Created through a collaboration between experts from St Andrews University and Smart History, a spin-out company from the institution, the app is the first of its kind and will be released in May.
It is based on what is thought to be the earliest accurate depiction of the capital, a drawing by English military engineer Richard Lee, who later designed the massive artillery defences at Berwick-upon-Tweed.
Historians and art experts used archaeological evidence, written sources from the time and the geography of the modern city to create the finished version.
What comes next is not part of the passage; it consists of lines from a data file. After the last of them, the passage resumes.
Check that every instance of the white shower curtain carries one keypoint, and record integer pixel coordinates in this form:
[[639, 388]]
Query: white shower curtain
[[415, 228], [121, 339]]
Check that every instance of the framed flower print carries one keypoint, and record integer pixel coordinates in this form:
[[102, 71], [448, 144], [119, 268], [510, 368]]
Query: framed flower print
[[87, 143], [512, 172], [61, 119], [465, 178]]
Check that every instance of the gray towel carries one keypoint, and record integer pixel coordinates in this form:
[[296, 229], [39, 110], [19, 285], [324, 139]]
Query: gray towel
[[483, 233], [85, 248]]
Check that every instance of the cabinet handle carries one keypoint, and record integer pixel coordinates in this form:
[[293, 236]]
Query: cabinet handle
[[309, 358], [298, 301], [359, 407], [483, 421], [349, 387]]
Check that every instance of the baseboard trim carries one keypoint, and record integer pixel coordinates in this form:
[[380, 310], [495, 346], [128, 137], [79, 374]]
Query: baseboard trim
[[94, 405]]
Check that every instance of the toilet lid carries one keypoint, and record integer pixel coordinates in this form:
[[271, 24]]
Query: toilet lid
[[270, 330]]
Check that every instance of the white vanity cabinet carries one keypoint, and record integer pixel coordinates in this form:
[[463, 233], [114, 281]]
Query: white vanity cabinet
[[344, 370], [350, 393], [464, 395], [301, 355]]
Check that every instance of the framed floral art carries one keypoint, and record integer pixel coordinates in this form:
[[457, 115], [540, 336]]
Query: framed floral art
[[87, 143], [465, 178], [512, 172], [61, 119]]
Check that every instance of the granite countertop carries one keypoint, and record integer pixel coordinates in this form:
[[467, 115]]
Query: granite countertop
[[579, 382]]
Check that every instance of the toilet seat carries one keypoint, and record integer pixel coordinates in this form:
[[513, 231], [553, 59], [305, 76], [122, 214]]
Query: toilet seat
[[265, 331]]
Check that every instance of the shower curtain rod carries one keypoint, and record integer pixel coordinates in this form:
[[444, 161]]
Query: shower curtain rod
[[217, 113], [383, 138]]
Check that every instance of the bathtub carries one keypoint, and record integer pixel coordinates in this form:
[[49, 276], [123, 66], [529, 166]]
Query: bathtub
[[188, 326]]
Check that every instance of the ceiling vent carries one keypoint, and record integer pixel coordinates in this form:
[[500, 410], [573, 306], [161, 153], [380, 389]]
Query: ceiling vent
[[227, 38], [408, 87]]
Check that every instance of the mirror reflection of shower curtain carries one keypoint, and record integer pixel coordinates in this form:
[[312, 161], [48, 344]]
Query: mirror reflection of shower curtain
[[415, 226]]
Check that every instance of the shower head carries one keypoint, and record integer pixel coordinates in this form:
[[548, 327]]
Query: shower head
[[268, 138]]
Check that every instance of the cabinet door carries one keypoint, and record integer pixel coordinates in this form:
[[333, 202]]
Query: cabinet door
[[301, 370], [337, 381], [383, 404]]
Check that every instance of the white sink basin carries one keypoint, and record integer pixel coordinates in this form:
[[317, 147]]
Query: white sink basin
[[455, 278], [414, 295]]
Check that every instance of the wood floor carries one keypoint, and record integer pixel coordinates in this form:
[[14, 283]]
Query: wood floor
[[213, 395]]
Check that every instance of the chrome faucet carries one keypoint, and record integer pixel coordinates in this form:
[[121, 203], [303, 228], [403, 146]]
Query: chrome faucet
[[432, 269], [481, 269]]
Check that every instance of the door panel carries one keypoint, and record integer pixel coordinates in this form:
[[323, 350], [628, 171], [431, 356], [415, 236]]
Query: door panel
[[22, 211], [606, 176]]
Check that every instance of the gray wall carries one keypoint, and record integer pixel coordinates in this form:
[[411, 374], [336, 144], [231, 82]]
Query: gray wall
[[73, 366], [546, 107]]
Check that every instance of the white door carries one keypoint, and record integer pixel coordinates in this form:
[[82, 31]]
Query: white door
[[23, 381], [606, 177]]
The reconstruction includes an overview of the entire townscape of the city in the 16th century, as well as a special focus on the Royal Mile, described as “the historic spine of Edinburgh”.
While it will be available for mobile phones, a special 3D virtual version has also been created.
It was unveiled for the first time at an industry showcase in St Andrews on Thursday.
Rhodes says her team’s work will give users the ability to take a close look at the country during a pivotal moment in its history, when Queen Regent Mary of Guise was running the country in her daughter’s stead and trying to defend it from its powerful and determined neighbours.
The academic, who specialises in the social, religious and economic aspects of the late mediaeval and early modern periods, said: “The 1540s were a tumultuous period in Edinburgh’s history.
“In December 1542 King James V of Scotland died, leaving his baby daughter Mary as monarch.
“Not long after the English King Henry VIII ordered an invasion of Scotland, with the aim of forcing the Scots to accept a proposed betrothal between the infant Mary and his young son.
“One of the first major actions in the conflict later known as the ‘Rough Wooing’ was the Earl of Hertford’s attack on Edinburgh in May 1544.
“Hertford’s forces failed to capture Edinburgh Castle, but set fire to the city, destroying much of the medieval townscape, before they retreated.
“Our reconstruction is the first digital representation of Edinburgh at this eventful moment in the capital’s past.”